How can type 1 and type 2 errors be minimized?

1 Answer
Sep 29, 2017

The probability of a type 1 error (rejecting a true null hypothesis) can be minimized by picking a smaller level of significance #alpha# before doing a test (requiring a smaller #p#-value for rejecting #H_{0}#).

Once the level of significance is set, the probability of a type 2 error (failing to reject a false null hypothesis) can be minimized either by picking a larger sample size or by choosing a "threshold" alternative value of the parameter in question that is further from the null value. This threshold alternative value is the value you assume about the parameter when computing the probability of a type 2 error.

To be "honest" from intellectual, practical, and perhaps moral perspectives, however, the threshold value should be picked based on the minimal "important" difference from the null value that you'd like to be able to correctly detect (if it's true). Therefore, the best thing to do is to increase the sample size.

Explanation:

The level of significance #alpha# of a hypothesis test is the same as the probability of a type 1 error. Therefore, by setting it lower, it reduces the probability of a type 1 error. "Setting it lower" means you need stronger evidence against the null hypothesis #H_{0}# (via a lower #p#-value) before you will reject the null. Therefore, if the null hypothesis is true, you will be less likely to reject it by chance.

Reducing #alpha# to reduce the probability of a type 1 error is necessary when the consequences of making a type 1 error are severe (perhaps people will die or a lot of money will be needlessly spent).

Once a level of significance #alpha# has been decided on. To reduce the probability of a type 2 error (because the consequences could be severe as well), you can either increase the sample size or choose an alternative value of the parameter in question that is further from the null value.

By increasing the sample size, you reduce the variability of the statistic in question, which will reduce its chances of failing to be in the rejection region when its true sampling distribution would indicate that it should be in the rejection region.

By choosing a threshold value of the parameter (under which to compute the probability of a type 2 error) that is further from the null value, you reduce the chance that the test statistic will be close to the null value when its sampling distribution would indicate that it should be far from the null value (in the rejection region).

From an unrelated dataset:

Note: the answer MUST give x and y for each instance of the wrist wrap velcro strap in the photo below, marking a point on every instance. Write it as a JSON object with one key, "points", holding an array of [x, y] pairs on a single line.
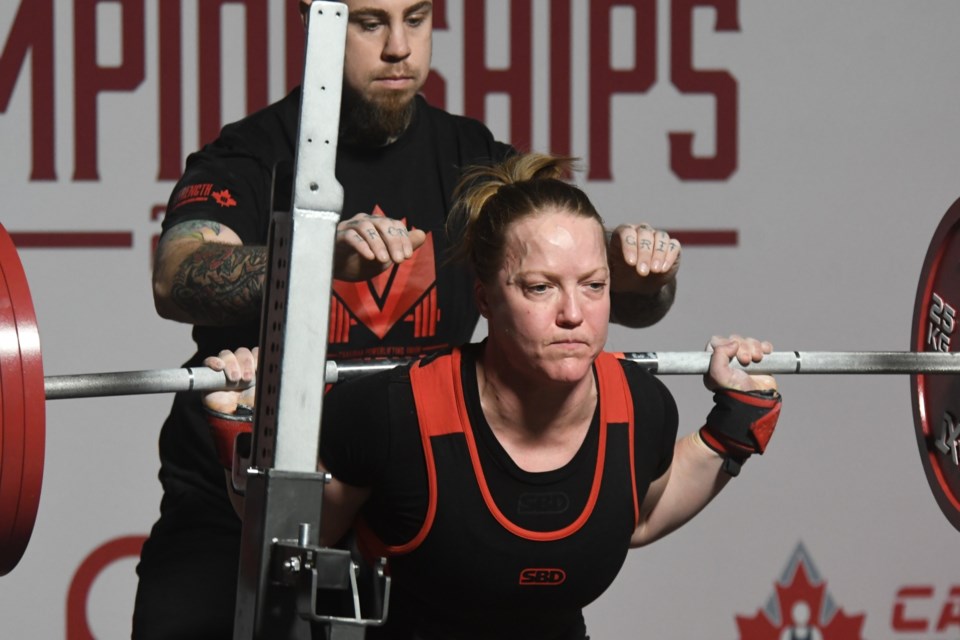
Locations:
{"points": [[225, 428], [740, 424]]}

For example, suppose we are testing the null hypothesis #H_{0}:mu=10# versus the alternative hypothesis #H_{a}:mu>10# and suppose we decide on a small value of #alpha# that leads to rejecting the null if #bar{x}>15# (this is the rejection region). Then an alternative value of #mu=16# will lead to a smaller than 50% chance of incorrectly failing to reject #H_{0}# when #mu=16# is assumed to be true, while an alternative value of #mu=14# will lead to a greater than 50% chance of incorrectly failing to reject #H_{0}# when #mu=14# is assumed to be true. In the former case the sampling distribution of #bar{x}# is centered on 16 and the area under it to the left of 15 will be less than 50%, while in the latter case the sampling distribution of #bar{x}# is centered on 14 and the area under it to the left of 15 will be greater than 50%.